Creating an Action Plan (Panel 4)

(Terri S. Armstrong, PhD, ANP-BC, FAANP, FAAN, University of Texas Health Science Center and Texas MD Anderson Cancer Center; Jaishri Blakeley, MD, Johns Hopkins University; Mark Gilbert, MD, University of Texas MD Anderson Cancer Center; Patrick Wen, MD, Dana-Farber Cancer Institute; Patricia Keegan, MD, US Food and Drug Administration)

Panel 4 discussion

• The panel stressed the importance of the need for more effective treatments, the need to keep open communication with the FDA during both trial development and instrument development, especially the Clinical Outcome Assessments Staff (formerly Study Endpoints and Labeling Development), and—of grave importance—to involve patients in the development process.

• Careful COA selection, thoughtful trial design, and complete data, including treatment-related impact on particular symptoms or signs, make for successful implementation.

• Review of each panel session resulted in the creation of action items intended to represent a starting point for future work in the area of COA use in brain tumor clinical trials (Table 5). Based on these action items, the following recommendations emerged:

  1. Form a working group to further refine the list of disease-related symptoms for assessment in clinical trials and prioritize these symptoms as well as the tool(s) for measuring these symptoms. Ideally, this group will utilize existing clinical trial data and existing (MDASI-BT) and emerging (NFBrSI-24) instruments and work toward development of a symptom PRO tool in which the items correspond to the other concepts of interest being measured in the trial.
  2. Address and develop standards for how and when functional tests, both cognitive and physical, are administered as well as how the results are analyzed and interpreted. Neurocognitive testing includes evaluation of the PerfO Clinical Trial Battery. Physical function assessment requires the development of a COA (PerfO, ClinRO, and/or PRO) by building on select components of existing instruments (EORTC QLQ-C30) or creating a new, well-defined, and reliable instrument.
  3. Foster support for the inclusion of COA measures in brain tumor clinical trials by carefully selecting COAs for each trial and emphasizing the importance of capturing COA data points.
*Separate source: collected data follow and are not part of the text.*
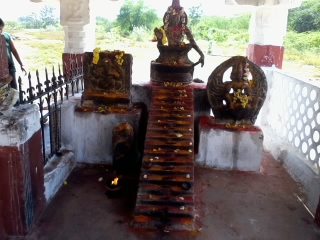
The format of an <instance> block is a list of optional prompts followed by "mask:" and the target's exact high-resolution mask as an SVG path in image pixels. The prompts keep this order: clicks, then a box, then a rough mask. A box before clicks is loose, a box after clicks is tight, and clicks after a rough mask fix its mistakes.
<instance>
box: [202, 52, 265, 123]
mask: <svg viewBox="0 0 320 240" xmlns="http://www.w3.org/2000/svg"><path fill="white" fill-rule="evenodd" d="M230 67H231V68H232V71H231V74H230V81H223V76H224V73H225V72H226V70H228V69H229V68H230ZM267 88H268V85H267V80H266V76H265V74H264V72H263V71H262V69H261V68H260V67H259V66H258V65H256V64H254V63H253V62H251V61H249V60H248V59H247V58H246V57H242V56H237V57H232V58H230V59H229V60H227V61H225V62H223V63H222V64H220V65H219V66H218V67H217V68H216V69H215V70H214V71H213V72H212V74H211V75H210V77H209V79H208V84H207V94H208V98H209V102H210V105H211V108H212V112H213V114H214V116H215V120H216V122H217V123H230V124H244V125H253V124H254V123H255V121H256V118H257V116H258V113H259V111H260V109H261V107H262V105H263V103H264V100H265V98H266V94H267Z"/></svg>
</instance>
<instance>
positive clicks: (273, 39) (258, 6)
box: [225, 0, 302, 69]
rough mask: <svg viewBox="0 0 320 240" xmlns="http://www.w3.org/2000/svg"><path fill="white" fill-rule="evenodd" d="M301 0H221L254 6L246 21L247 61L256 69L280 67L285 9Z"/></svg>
mask: <svg viewBox="0 0 320 240" xmlns="http://www.w3.org/2000/svg"><path fill="white" fill-rule="evenodd" d="M301 2H302V0H225V4H226V5H233V6H237V7H239V6H241V5H243V6H256V7H255V8H253V12H252V15H251V20H250V27H249V32H250V42H249V46H248V49H247V56H248V58H249V60H251V61H252V62H254V63H256V64H257V65H259V66H265V67H271V66H275V67H277V68H280V69H281V68H282V61H283V55H284V46H283V38H284V36H285V34H286V32H287V22H288V9H289V8H295V7H299V6H300V5H301Z"/></svg>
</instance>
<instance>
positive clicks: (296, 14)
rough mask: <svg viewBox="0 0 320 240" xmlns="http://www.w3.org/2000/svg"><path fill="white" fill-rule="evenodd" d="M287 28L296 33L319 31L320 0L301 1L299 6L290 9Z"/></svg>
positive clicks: (319, 29)
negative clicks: (296, 32) (292, 8)
mask: <svg viewBox="0 0 320 240" xmlns="http://www.w3.org/2000/svg"><path fill="white" fill-rule="evenodd" d="M288 29H289V30H292V31H295V32H298V33H302V32H308V31H320V1H319V0H307V1H303V2H302V4H301V6H300V7H299V8H293V9H290V10H289V17H288Z"/></svg>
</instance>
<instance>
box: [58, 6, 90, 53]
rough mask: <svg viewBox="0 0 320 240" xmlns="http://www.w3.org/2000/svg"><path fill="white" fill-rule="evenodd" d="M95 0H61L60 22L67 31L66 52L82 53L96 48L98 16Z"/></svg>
mask: <svg viewBox="0 0 320 240" xmlns="http://www.w3.org/2000/svg"><path fill="white" fill-rule="evenodd" d="M93 9H94V8H93V0H81V1H78V0H61V1H60V23H61V25H62V26H63V28H64V32H65V48H64V52H65V53H70V54H81V53H84V52H86V51H92V50H93V49H94V48H95V25H96V20H95V19H96V16H95V13H94V11H93Z"/></svg>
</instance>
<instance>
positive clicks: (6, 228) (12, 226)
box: [0, 104, 46, 239]
mask: <svg viewBox="0 0 320 240" xmlns="http://www.w3.org/2000/svg"><path fill="white" fill-rule="evenodd" d="M43 175H44V174H43V157H42V142H41V129H40V121H39V112H38V108H37V105H35V104H34V105H32V104H26V105H20V106H19V107H18V108H15V109H14V110H12V112H11V113H10V115H8V116H0V228H2V229H4V232H5V234H7V235H8V236H15V237H16V236H24V235H27V233H28V232H29V231H30V230H31V228H32V226H33V224H34V222H35V221H36V219H37V218H38V217H39V216H40V214H41V213H42V211H43V210H44V207H45V204H46V201H45V197H44V178H43ZM1 224H2V226H1ZM1 232H2V230H0V239H3V238H1V235H3V233H1Z"/></svg>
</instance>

This should include adaptation and investment in COAs by academia, pharmaceutical companies, governmental agencies, and patient advocates.

Conclusion

The 2014 COA Endpoints Workshop was designed to enhance understanding of the definition and utility of COA endpoints, with a goal of identifying areas the field needs to address to improve these endpoints. The Jumpstarting Brain Tumor Drug Development Coalition will continue to work with the community to create a strategy to advance the above recommendations, in coordination with the outcomes of the first endpoints workshop on imaging. These efforts are aimed at increasing the frequency of COA data used to support neuro-oncology drug approvals and increasing COA data inclusion in neuro-oncology labels.